Blake/Jenna: We are told that "Blake didn't want to leave" and "Jenna's gone with Blake." Later, we learn through Zen that Blake didn't suffer any injuries (despite being at death's door last episode), and that Jenna is on a hospital ship with only superficial ones.

"It has a perverse kind of logic to it. Our meeting is the most unlikely happening I could imagine. Therefore we meet. Surprise seems inappropriate somehow."

Ah, season three. I love season three. It's my favourite season (Jacqueline Pearce's, too) and has such a winning dynamic. Don't get me wrong - Gareth Thomas is a class actor and Blake was a wonderful character, though he was also staid and a little predictable. With him out of the way and some serious macho crap from "heartless Blake" Tarrant, we have a crew that hates each other's guts more every passing day. It's a bit like Big Brother, and, like that show, when a contestant walks they get an instant replacement of the same sex. Convenient, as is Servalan crash-landing on the same planet. However, as this is passed away by the superb title quote, I can forgive it.

What's wonderful too about season three is the diversity. Basically, it's as if David Maloney had his finger on the button marked "quality control"… and took it off. Like a car crash waiting to happen, this one veers all over the road, from class like Rumours of Death to garbage like Dawn of the Gods. Two or three of the episodes are utter pants, though none are boring. One bad thing is that by combining models and cartoons, the new title sequence is possibly the most dated of all.

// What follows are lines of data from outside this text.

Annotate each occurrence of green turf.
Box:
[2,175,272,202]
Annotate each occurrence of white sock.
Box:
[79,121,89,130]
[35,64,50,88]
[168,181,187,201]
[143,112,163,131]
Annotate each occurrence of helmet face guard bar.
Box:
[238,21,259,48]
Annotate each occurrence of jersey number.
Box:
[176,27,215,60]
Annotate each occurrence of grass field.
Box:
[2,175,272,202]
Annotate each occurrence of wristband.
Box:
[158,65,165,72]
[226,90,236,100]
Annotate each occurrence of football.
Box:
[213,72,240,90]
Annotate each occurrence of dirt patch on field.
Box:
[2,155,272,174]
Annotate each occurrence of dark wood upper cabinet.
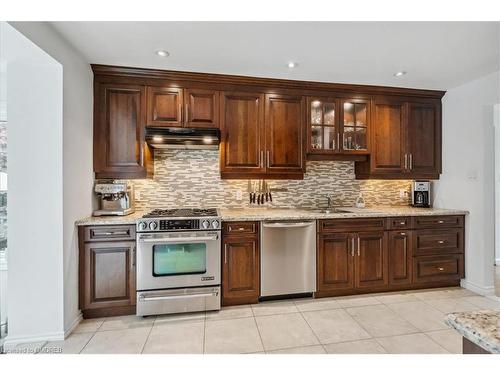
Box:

Anyway, the opening episode itself. With the benefit of video and without the nine month waiting gap, it's incredibly obvious how much of the opening battle is made up of previous episode footage, particularly the Nova Queen from Star One. Frequent cheap special effects mark out this one, a downturn visually from the prior year, God bless it. The James Bondian sexism of Dayna kissing Avon, telling him "you are very beautiful" is also curious. Of the new-look crew then Dayna is the one I used to have a problem with. Josette Simon is a capable actress, though can be a little stagy. Also, I was never comfortable with her status as one of (correct me if I'm wrong) just four black actors in the entire series. In early 80s television, where non-Caucasians were almost unheard of, then it smacked of tokenism. However, it's also commendable when you think about it. After all, one British show had to buck the trend, and in only two episodes (Season Four's Power and Traitor) is her colour actually referred to.

With the show now his, Paul Darrow gives a performance that is more understated than the last year, almost to the point of abject boredom. And his mascara-bedecked eyes, flowing shirt and overlong basin haircut remind me of Freddie Mercury for some reason. No wonder he needs to snog Servalan as well - the BBC wanted him to be a romantic, heroic lead, yet he was the campest man in the galaxy. The music by Dudley Simpson is some of his more OTT fare, though this does contain in the line "I'm not very keen on water sports, even at the best of times" possibly the series' greatest innuendo. The bitchiness between Servalan and Dayna takes things into Dynasty territory, and Servalan's all-snogging, all-murdering persona sees her get more of a caricature from this point on.

As an episode then this isn't the strongest on plot, though does all that's expected of it: ties up loose plot ends and brings the story towards a vague cliffhanger. It does its duty, no more, no less.